Prima dell’avvento di poligoni complicati sistemi di sprite e scaler dominavano il mondo degli sparatutto in prima persona. L’intero genere era pressoché trainato dai semi lanciati da una software house americana chiamata Id Software, responsabile per giochi diventati poi mattoni di intere generazioni videoludiche. L’arrivo di Doom (da poco tornato sulle console di attuale generazione) sul mercato, dopo le prove generali fatte con Wolfenstein, ha letteralmente dato il via ad un’ ondata creativa che da ricorda da lontano il mercato odierno, saturo di videogiochi battle royale.

Se c’è però un gioco che rappresenta il perfetto punto di mezzo tra l’inizio del genere e la sua scomparsa a causa dell’arrivo dei poligoni, quello è Duke Nukem 3D, realizzato da 3D Realms.

Ecco, il primo logo contro cui ci si imbatte quando si accede ad Ion Fury è proprio quello di 3D Realms e questo basta ed avanza per far si che il tuffo al cuore avvenga.
Nell’estate del 2019 è possibile mettere le mani su uno sparatutto in prima persona che sembra la versione ampliata e migliorata di un Duke Nukem 3D o di un Rise Of The Triads, tutto sprite e segreti da trovare interagendo con l’ambiente. Ion Fury, una volta chiamato Ion Maiden (il cambio di nome è dovuto ad una causa persa contro la nota band NWOBHM), è qui per accontentare quella voglia estremamente specifica che molti, moltissimi giocatori potrebbero nutrire.

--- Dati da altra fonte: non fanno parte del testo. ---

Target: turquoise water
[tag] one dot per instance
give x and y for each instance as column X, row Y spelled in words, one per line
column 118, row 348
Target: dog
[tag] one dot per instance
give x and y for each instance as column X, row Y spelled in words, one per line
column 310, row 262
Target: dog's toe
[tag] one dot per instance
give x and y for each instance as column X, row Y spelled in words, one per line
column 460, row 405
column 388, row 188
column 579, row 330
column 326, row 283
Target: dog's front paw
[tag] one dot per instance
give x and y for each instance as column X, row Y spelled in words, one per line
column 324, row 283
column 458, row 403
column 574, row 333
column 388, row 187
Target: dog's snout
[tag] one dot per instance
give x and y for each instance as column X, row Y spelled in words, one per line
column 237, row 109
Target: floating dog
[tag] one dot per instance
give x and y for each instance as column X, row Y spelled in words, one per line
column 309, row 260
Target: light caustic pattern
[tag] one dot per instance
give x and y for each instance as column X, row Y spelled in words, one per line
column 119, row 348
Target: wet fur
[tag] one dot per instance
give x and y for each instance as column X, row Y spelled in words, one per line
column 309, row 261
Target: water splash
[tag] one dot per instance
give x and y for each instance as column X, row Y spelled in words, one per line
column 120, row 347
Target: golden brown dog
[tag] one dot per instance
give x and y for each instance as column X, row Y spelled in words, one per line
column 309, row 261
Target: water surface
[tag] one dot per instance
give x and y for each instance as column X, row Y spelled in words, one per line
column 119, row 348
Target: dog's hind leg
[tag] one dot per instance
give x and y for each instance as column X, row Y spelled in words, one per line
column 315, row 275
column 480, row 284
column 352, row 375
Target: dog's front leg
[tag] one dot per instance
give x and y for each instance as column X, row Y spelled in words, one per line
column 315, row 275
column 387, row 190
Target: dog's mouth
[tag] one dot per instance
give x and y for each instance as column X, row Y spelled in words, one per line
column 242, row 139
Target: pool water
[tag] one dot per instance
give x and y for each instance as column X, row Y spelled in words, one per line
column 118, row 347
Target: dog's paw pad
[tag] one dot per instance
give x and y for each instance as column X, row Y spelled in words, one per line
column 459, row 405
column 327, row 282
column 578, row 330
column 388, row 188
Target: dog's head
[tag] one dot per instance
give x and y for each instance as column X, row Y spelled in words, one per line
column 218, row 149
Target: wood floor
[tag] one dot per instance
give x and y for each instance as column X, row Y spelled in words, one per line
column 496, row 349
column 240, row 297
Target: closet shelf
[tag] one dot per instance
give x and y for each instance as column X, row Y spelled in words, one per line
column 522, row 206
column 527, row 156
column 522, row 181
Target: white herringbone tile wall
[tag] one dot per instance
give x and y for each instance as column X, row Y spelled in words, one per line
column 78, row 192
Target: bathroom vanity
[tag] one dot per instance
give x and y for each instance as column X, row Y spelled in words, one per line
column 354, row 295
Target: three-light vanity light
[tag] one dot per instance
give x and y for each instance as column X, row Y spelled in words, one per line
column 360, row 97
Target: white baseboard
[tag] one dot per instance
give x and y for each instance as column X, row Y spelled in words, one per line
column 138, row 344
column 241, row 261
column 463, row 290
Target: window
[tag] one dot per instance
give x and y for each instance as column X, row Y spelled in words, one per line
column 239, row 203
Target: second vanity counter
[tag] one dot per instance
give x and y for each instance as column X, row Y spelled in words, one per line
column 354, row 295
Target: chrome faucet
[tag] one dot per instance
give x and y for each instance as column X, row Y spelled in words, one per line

Bando alle ciance e andiamo a vedere di che pasta è fatto questo Ion Fury.

C’erano una volta gli anni novanta e gli sparatutto in prima persona…

Ion Fury è uno sparatutto in prima persona vecchia scuola ambientato in un futuro non particolarmente lontano in bilico tra Deus Ex (il primo) e Ghost in the shell.
In un mondo che ha accettato di buon grado il potenziamento umano attraverso gli impianti cibernetici c’è bisogno di qualcuno che controlli e tenga sott’occhio gli individui più pericolosi, dotati di poteri e di abilità psico-cognitive decisamente superiori a quelle di un normale essere umano.

Qui entriamo in gioco noi, nei panni della protagonista Shelly “Bombshell” Harrison, poliziotta tutta d’un pezzo che ha la stessa goliardia di un famosissimo maschione tutto piombo e donnine disinibite; il nostro avatar nel gioco, dissacrante quanto serve, ci strapperà più di una risata per i suoi modi di fare tutto fuorché gentili; tutto ciò all’interno di ambientazioni piene di richiami alla cultura pop dell’epoca o alla cultura geek attuale. Le citazioni sono pressoché infinite, con poster a tema, negozi che strizzano l’occhio a cose che già conosciamo e con cabinati che nasconondono, spesso e volentieri, segreti di tutto rispetto.

Ion Fury è letteralmente un videogioco uscito a metà anni novanta non solo nella tecnica ma anche nella struttura, con tutti i pro e con i pochi contro del caso.
La trama è ridotta al minimo termine e funge da scusante per i massacri che, armati delle nostre potenti bocche da fuoco, ci ritroveremo a fare volta per volta. Perennemente a cavallo tra il kitsch degli action movie di serie B e lo scanzonato stile over the top di Duke Nukem, Ion Fury ci metterà al centro di sparatorie in locali notturni, visite a ville mafiose, battaglie in piazze cittadine in un tripudio di esplosioni, fiamme e avversari da abbattere.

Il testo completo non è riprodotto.